Golf’s Golden Age is often pegged as the 1960s and ’70s when Arnold Palmer, Jack Nicklaus, Gary Player, Lee Trevino, Tom Watson and other Hall of Famers populated the leaderboards weekly. These five players won a collective 48 major titles during their careers. Yet, their dominance came before the money exploded in the sport, as they earned a combined $24 million in prize money during their careers (Watson, the youngest of the group, earned almost half the total with $11 million).
Golf appears to be entering a new Golden Age with a trio of young guns fighting over titles at golf’s biggest events and the No. 1 world ranking. The financial stakes have escalated dramatically thanks largely to Tiger Woods, who turned pro in 1996 and ushered in new interest and money in the game.
Jordan Spieth is one of the most recent beneficiaries. Spieth, 22, earned $20.8 million in prize money over the last 12 months and $52.8 million total, including endorsements and appearance fees. Fellow 20-somethings Rory McIlroy and Jason Day banked $42.6 million and $23.6 million over the past year. The three golfers have treated the No. 1 world ranking like a game of hot potato, swapping it nine times with each other since August. They are the three heavy favorites at the U.S. Open this week at Oakmont Country Club.
For all of the success Spieth, McIlroy and Day had over the past year, it is a 40-something who narrowly is the highest-paid golfer in the world for the second year in a row. Phil Mickelson, 46, earned $52.9 million by Forbes’ count with $2.9 million from prize money. Mickelson was the oldest member on Forbes’ annual look at the world’s 100 highest-paid athletes (Spieth was the youngest).
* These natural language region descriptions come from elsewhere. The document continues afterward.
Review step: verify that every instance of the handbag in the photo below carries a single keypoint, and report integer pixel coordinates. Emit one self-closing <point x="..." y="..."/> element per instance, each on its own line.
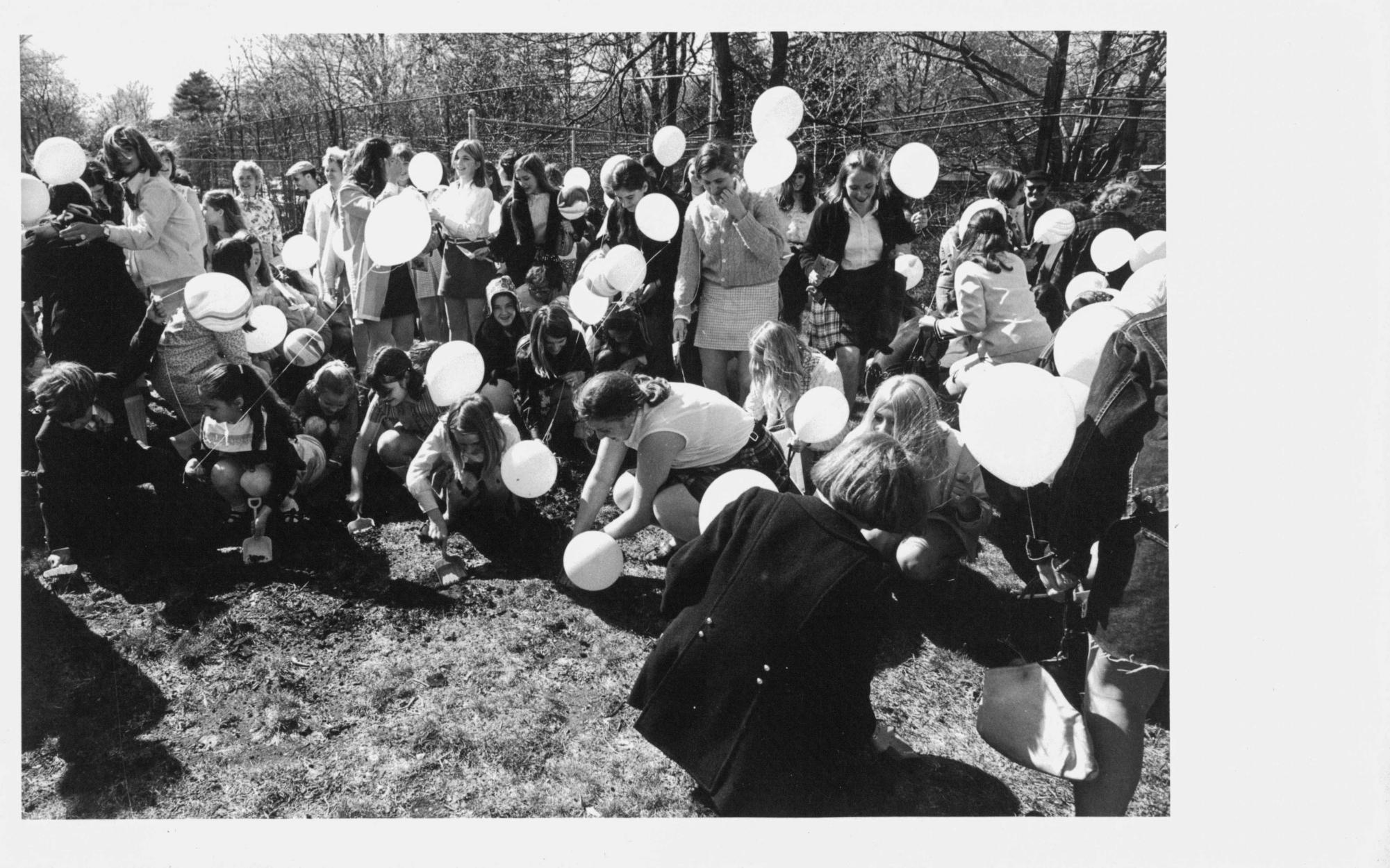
<point x="1026" y="716"/>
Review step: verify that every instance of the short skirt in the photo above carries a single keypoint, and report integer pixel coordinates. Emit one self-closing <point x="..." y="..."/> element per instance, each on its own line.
<point x="727" y="316"/>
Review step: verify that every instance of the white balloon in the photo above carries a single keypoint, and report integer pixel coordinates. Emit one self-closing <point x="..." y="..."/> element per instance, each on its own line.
<point x="915" y="170"/>
<point x="1112" y="249"/>
<point x="1076" y="351"/>
<point x="269" y="328"/>
<point x="1077" y="392"/>
<point x="398" y="230"/>
<point x="820" y="415"/>
<point x="299" y="253"/>
<point x="606" y="173"/>
<point x="529" y="469"/>
<point x="1086" y="283"/>
<point x="726" y="491"/>
<point x="217" y="302"/>
<point x="776" y="116"/>
<point x="769" y="163"/>
<point x="594" y="563"/>
<point x="577" y="177"/>
<point x="1148" y="248"/>
<point x="586" y="303"/>
<point x="59" y="160"/>
<point x="454" y="373"/>
<point x="669" y="144"/>
<point x="1018" y="423"/>
<point x="624" y="490"/>
<point x="909" y="267"/>
<point x="34" y="199"/>
<point x="426" y="172"/>
<point x="658" y="217"/>
<point x="501" y="395"/>
<point x="1144" y="290"/>
<point x="624" y="269"/>
<point x="1054" y="226"/>
<point x="304" y="348"/>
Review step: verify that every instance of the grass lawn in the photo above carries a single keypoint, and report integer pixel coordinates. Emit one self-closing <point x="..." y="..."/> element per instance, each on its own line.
<point x="342" y="681"/>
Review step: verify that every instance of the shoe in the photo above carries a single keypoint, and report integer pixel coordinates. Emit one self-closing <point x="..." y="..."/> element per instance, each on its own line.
<point x="662" y="556"/>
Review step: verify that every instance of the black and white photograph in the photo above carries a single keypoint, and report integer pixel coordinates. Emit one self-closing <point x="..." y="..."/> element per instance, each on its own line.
<point x="720" y="434"/>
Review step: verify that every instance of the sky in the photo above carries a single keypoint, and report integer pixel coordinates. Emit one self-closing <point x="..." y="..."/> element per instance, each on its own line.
<point x="87" y="59"/>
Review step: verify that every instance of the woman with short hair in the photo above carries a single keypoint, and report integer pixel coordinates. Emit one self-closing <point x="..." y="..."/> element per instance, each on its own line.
<point x="731" y="249"/>
<point x="163" y="233"/>
<point x="259" y="210"/>
<point x="686" y="437"/>
<point x="462" y="213"/>
<point x="384" y="310"/>
<point x="848" y="258"/>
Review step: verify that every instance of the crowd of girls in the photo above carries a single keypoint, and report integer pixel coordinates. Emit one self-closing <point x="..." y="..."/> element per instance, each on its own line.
<point x="759" y="298"/>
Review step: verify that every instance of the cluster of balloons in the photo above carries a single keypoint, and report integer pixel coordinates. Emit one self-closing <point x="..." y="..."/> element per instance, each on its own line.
<point x="773" y="158"/>
<point x="454" y="373"/>
<point x="219" y="302"/>
<point x="915" y="170"/>
<point x="1115" y="248"/>
<point x="1018" y="419"/>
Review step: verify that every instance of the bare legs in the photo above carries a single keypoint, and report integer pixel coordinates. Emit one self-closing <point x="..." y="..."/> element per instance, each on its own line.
<point x="1118" y="698"/>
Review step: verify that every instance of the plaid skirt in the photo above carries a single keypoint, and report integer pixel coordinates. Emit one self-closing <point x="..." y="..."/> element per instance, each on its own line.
<point x="727" y="316"/>
<point x="827" y="328"/>
<point x="761" y="453"/>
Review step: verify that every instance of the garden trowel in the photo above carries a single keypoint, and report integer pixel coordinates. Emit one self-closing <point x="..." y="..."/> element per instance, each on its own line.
<point x="361" y="524"/>
<point x="449" y="570"/>
<point x="256" y="548"/>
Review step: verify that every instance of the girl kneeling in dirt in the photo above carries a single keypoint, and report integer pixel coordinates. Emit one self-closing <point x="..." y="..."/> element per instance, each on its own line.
<point x="686" y="437"/>
<point x="461" y="463"/>
<point x="399" y="417"/>
<point x="251" y="442"/>
<point x="759" y="687"/>
<point x="907" y="409"/>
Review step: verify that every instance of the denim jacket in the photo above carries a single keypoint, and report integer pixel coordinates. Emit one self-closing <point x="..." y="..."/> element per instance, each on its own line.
<point x="1118" y="466"/>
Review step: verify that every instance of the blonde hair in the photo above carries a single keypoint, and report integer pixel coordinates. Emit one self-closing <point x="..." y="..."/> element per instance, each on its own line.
<point x="875" y="481"/>
<point x="256" y="170"/>
<point x="776" y="362"/>
<point x="916" y="420"/>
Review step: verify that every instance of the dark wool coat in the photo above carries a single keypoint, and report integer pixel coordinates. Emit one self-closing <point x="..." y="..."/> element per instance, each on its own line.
<point x="759" y="687"/>
<point x="872" y="313"/>
<point x="91" y="306"/>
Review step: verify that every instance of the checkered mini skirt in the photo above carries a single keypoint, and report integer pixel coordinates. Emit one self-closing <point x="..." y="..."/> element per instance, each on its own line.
<point x="727" y="316"/>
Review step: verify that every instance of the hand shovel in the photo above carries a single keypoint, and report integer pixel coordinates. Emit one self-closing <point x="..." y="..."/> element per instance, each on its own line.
<point x="448" y="569"/>
<point x="361" y="524"/>
<point x="256" y="548"/>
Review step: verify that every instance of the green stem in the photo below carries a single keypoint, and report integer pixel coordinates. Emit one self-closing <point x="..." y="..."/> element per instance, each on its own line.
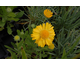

Mickelson enters the U.S. Open this week without a tournament victory since the 2013 British Open. The U.S. Open has been the sight of some of Mickelson’s most memorable moments with a record six runner-up finishes and nary a victory. It is the one big trophy that eludes the five-time major winner. His repeated heartbreak at the Open, includes blowing the lead on the final hole of the 2006 tournament with a double bogey when he famously uttered: “I’m such an idiot.”